ГодЛитературы.РФ предлагает краткий дайджест беседы. Полная ее аудиоверсия доступна здесь.
[audio mp3="https://godliteratury.ru/wp-content/uploads/2018/02/YUzefovich-Danilkin.mp3"][/audio]
Лев Данилкин: Я не историк и никогда себя за историка не выдавал. Я рассказчик историй. Есть 55-томник сочинений Ленина, есть 12-томная биохроника, поэтому любой человек может написать его биографию. Но он будет другим рассказчиком. Вся соль в том, ктó говорит, поэтому я осознанно моделирую для каждого из своих персонажей особого рассказчика.
Рассказчик в книге «Пантократор солнечных пылинок» постепенно меняет свое отношение к герою.

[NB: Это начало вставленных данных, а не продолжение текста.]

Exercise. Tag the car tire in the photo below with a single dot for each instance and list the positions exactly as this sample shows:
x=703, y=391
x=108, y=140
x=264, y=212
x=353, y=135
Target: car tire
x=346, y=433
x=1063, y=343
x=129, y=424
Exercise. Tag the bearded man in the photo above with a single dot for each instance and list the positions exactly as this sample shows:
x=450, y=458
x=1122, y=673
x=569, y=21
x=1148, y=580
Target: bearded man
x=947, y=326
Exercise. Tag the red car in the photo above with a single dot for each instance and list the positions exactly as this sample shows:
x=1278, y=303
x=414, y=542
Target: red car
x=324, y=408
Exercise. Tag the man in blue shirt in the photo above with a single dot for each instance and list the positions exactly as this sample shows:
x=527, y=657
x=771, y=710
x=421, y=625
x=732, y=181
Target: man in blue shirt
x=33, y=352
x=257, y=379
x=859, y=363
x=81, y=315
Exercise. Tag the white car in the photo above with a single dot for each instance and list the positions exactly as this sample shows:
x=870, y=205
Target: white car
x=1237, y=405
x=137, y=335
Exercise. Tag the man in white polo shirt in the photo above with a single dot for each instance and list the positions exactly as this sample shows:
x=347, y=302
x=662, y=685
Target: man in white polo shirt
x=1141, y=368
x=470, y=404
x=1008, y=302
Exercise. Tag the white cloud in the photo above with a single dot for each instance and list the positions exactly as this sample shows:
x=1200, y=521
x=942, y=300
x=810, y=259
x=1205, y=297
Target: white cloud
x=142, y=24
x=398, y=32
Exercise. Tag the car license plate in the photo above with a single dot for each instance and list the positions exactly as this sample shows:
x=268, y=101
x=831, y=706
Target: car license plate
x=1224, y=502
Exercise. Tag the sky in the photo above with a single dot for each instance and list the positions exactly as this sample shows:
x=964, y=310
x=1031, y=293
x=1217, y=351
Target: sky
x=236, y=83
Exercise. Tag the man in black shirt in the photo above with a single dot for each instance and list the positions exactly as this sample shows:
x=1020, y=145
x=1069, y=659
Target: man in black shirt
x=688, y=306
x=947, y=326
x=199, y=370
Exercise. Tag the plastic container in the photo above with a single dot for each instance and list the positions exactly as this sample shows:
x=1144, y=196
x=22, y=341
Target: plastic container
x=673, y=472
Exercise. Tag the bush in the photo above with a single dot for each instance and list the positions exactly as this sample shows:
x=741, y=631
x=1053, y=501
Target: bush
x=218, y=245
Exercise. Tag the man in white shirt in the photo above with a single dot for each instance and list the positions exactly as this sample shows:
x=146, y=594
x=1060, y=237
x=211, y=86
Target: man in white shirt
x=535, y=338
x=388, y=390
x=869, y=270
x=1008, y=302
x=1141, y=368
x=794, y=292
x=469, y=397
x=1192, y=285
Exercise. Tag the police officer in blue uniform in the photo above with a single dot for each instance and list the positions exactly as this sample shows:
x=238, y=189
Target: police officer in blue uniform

Он проходит путь от первых глав, написанных словно от лица человека из журнала «Афиша» через центральные, в которых он начинает понимать подоплеку каких-то его поступков, к финалу, выдержанному в гораздо более серьезном тоне. Как в некоторых кухнях все дело в специях, так и в историческом или параисторическом нон-фикшне очень важным оказывается не вранье, а та малая толика вымысла, которая никогда не позволит этой книге циркулировать в рамках академического дискурса.

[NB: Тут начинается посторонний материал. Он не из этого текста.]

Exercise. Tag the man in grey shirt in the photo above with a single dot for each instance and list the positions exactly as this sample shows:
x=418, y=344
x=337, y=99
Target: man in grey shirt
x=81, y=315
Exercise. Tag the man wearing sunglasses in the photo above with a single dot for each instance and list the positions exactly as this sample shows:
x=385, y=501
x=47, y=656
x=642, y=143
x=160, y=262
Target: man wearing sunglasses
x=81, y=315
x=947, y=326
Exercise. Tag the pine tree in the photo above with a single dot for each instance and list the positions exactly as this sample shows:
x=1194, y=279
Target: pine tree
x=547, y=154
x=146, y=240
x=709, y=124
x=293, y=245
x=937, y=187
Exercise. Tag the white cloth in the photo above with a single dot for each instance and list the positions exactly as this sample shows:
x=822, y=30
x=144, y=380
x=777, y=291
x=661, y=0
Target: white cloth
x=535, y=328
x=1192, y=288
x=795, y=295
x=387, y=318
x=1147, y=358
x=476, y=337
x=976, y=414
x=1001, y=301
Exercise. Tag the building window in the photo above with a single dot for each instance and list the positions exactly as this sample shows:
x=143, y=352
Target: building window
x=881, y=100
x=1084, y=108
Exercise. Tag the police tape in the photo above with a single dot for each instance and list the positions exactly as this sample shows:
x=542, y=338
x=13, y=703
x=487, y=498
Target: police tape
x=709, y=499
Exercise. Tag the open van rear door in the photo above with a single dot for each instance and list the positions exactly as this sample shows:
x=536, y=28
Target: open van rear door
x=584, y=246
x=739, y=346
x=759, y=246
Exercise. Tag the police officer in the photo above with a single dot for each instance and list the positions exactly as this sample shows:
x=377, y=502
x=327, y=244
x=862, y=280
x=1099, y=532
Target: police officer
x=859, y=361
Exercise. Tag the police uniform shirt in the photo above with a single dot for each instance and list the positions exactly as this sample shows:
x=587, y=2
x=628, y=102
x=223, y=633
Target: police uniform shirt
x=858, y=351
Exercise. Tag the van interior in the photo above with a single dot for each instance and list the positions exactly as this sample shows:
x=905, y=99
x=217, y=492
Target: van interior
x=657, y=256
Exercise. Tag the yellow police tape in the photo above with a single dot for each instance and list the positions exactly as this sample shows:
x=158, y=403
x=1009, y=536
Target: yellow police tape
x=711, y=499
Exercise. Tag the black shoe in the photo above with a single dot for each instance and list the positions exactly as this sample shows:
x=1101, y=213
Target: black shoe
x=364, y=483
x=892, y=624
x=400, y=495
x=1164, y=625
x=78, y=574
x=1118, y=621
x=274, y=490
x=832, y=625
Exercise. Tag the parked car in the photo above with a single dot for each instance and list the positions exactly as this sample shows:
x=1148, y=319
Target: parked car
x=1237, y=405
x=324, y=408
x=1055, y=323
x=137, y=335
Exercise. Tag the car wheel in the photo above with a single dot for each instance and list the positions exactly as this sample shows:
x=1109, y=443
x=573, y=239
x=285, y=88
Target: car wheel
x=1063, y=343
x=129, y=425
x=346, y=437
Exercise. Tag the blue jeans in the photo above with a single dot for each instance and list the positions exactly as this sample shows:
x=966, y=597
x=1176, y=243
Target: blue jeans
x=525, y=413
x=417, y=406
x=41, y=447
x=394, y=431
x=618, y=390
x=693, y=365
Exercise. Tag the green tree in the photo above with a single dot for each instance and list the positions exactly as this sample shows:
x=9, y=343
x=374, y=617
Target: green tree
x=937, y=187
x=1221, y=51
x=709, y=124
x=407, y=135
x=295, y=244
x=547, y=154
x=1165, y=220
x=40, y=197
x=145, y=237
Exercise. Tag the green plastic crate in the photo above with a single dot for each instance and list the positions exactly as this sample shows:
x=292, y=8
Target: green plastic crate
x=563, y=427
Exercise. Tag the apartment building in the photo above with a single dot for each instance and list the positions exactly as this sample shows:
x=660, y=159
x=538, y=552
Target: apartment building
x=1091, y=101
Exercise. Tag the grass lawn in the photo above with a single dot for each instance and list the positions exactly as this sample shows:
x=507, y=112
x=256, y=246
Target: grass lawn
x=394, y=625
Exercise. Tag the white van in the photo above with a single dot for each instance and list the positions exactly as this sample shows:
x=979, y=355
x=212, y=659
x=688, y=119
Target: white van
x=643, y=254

Леонид Юзефович ответил на вопрос Елены Шубиной о том, чем принципиально отличается писательский подход к художественной и документальной прозе.
Леонид Юзефович: Работая с документальным материалом, ты становишься не по стойке «вольно». С художественной прозой используются какие-то наработанные вещи, а в документальной очень многое диктует материал. Если ты уважаешь людей, о которых пишешь, а иначе и написать ничего не выйдет, то ты будешь искать интонацию, чтобы никого не обидеть и в то же время сказать, что ты думаешь. Они давно умерли, но у меня с ними, с мертвыми, сложные отношения. Может быть, когда-нибудь и встретимся. Я писал правду и думаю, что они на меня не в обиде.
Как автор документальных книг я знаю, что их нельзя закончить.
Всегда появляются новые люди, которые тебе звонят и пишут письма. Я подготовил новое издание «Зимней дороги», потому что в первом оказалось много ошибок, оборванных нитей, но уже понимаю, что и второе издание не окончательно, можно заниматься этим всю жизнь. Недавно я написал цикл рассказов о ситуациях, связанных с моим интересом к барону Унгерну. Это как грибница — гриб выкрутил, а грибница осталась. Когда я впервые к этой теме обратился, я не знал, к чему это приведет. Первый рассказ об Унгерне, до сих пор не опубликованный, я написал еще в армии, в 1972 году. В 1983 году я написал о нем повесть «Песчаные всадники», еще через десять лет — «Самодержца пустыни», потом второй его вариант — то есть это оказалось делом на всю жизнь.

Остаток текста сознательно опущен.